UPDATE: Above Governor Martinez speaks to KOB-TV’s Stuart Dyson about her stance on the “Breaking Bad Bill”.
Today (1:30 room 317) the New Mexico Legislature will hear House Bill 379.
Introduced by Representative Antonio “Moe” Maestas (D), HB379 raises the tax incentive percentage from 25% to 30% for qualifying television productions.
The bill would also allow any money of the $50M cap that is not spent to roll over to the next year. So if this year only $40M were paid out, $10M would carry over into next fiscal year, essentially raising the incentive budget to $60M the following year.
This legislation is tailored to attract and maintain television series production in the state.
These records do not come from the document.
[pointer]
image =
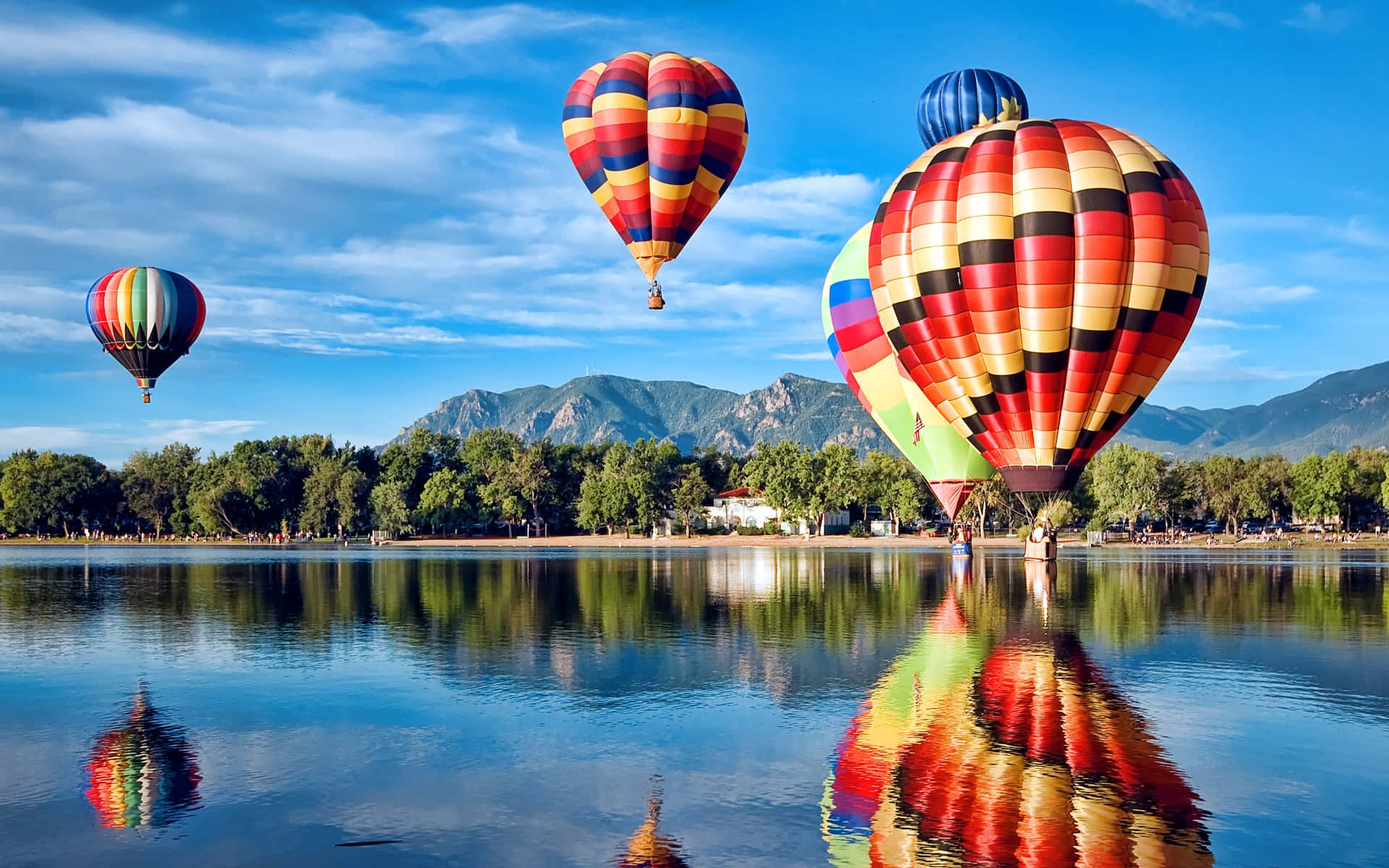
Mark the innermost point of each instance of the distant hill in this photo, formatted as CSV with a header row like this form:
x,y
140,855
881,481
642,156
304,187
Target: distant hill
x,y
595,409
1338,412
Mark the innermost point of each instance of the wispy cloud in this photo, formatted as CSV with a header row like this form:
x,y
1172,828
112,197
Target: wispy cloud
x,y
42,438
511,21
111,442
1316,17
1191,12
1220,363
1241,288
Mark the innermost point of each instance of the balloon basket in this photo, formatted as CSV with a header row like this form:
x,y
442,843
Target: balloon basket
x,y
1040,550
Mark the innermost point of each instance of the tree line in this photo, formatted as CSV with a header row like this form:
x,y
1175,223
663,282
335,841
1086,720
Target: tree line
x,y
492,481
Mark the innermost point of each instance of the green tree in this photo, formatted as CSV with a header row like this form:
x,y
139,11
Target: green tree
x,y
48,492
777,472
903,501
1223,478
691,495
445,501
1178,489
388,507
605,496
1126,482
532,469
881,474
157,484
492,454
1278,475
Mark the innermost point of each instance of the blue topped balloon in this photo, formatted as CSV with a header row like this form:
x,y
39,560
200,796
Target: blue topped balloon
x,y
966,99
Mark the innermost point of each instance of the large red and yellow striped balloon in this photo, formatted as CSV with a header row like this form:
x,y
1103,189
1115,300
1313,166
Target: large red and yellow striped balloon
x,y
1037,279
656,140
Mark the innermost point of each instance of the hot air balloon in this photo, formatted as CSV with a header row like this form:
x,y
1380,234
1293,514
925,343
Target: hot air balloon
x,y
656,140
142,773
966,99
1037,279
146,318
866,359
1041,763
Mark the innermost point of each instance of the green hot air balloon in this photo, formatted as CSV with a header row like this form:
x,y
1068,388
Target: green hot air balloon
x,y
868,365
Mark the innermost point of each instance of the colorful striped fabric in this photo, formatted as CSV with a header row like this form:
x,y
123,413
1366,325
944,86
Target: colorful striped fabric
x,y
146,318
1037,279
656,140
966,99
868,365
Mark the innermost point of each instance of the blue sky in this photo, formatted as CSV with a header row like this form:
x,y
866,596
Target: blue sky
x,y
377,203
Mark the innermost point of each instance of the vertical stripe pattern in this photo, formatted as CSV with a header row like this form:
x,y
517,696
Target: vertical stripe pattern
x,y
966,99
877,378
656,140
1037,278
146,318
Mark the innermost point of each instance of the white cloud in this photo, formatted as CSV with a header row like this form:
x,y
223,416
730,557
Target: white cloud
x,y
804,202
41,438
1262,223
199,433
1316,17
1212,323
511,21
310,45
139,140
1220,363
1241,288
27,332
1191,12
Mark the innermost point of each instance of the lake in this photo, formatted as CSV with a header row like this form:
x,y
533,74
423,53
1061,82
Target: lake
x,y
241,706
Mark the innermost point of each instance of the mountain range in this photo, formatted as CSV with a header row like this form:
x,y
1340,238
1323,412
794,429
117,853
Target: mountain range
x,y
1338,412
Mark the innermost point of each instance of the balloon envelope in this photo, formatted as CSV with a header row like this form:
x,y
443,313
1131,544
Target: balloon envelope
x,y
865,356
966,99
1038,278
146,318
656,140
While the world renowned, five season run, hit series Breaking Bad is set to wrap in just a matter of weeks, New Mexico is looking to take on more of this kind of steady employment for our very rich crew & talent base, like that of the second season A&E hit Longmire, now in production.
As Jon Hendry, business agent for the local film technician’s union, recently spelled out for the Taos News, there are currently four network television series that are shooting or plan to begin production in the state. He said HB 379 would help keep those productions in New Mexico if the shows get picked up by networks.
Contact YOUR HTRC now in support of the so-called Breaking Bad Bill!
On the senate side, Senator John C. Ryan (R) has just introduced Senate Bill 468 which is said to “clean-up” language of previous legislation with clearer and more defined parameters for New Mexico Film Incentives.
SB0468 outlines taking any money not used in the $50M cap to pay out deferred payments on films due a rebate above $5OM. Those films would get 3 equal payments, one immediately, one in 12 months and the 3rd in 24 months. The bill also states that if there is money left at the end of the year of the 50m it would be used to pay the production company in real-time instead of waiting for the 12 and 24 months.
The senate bill also aims to tighten-up the language about how non-residents can be hired, and under what circumstances. These revisions are meant to resolve some conflicts and “loopholes” in laws created during previous legislation.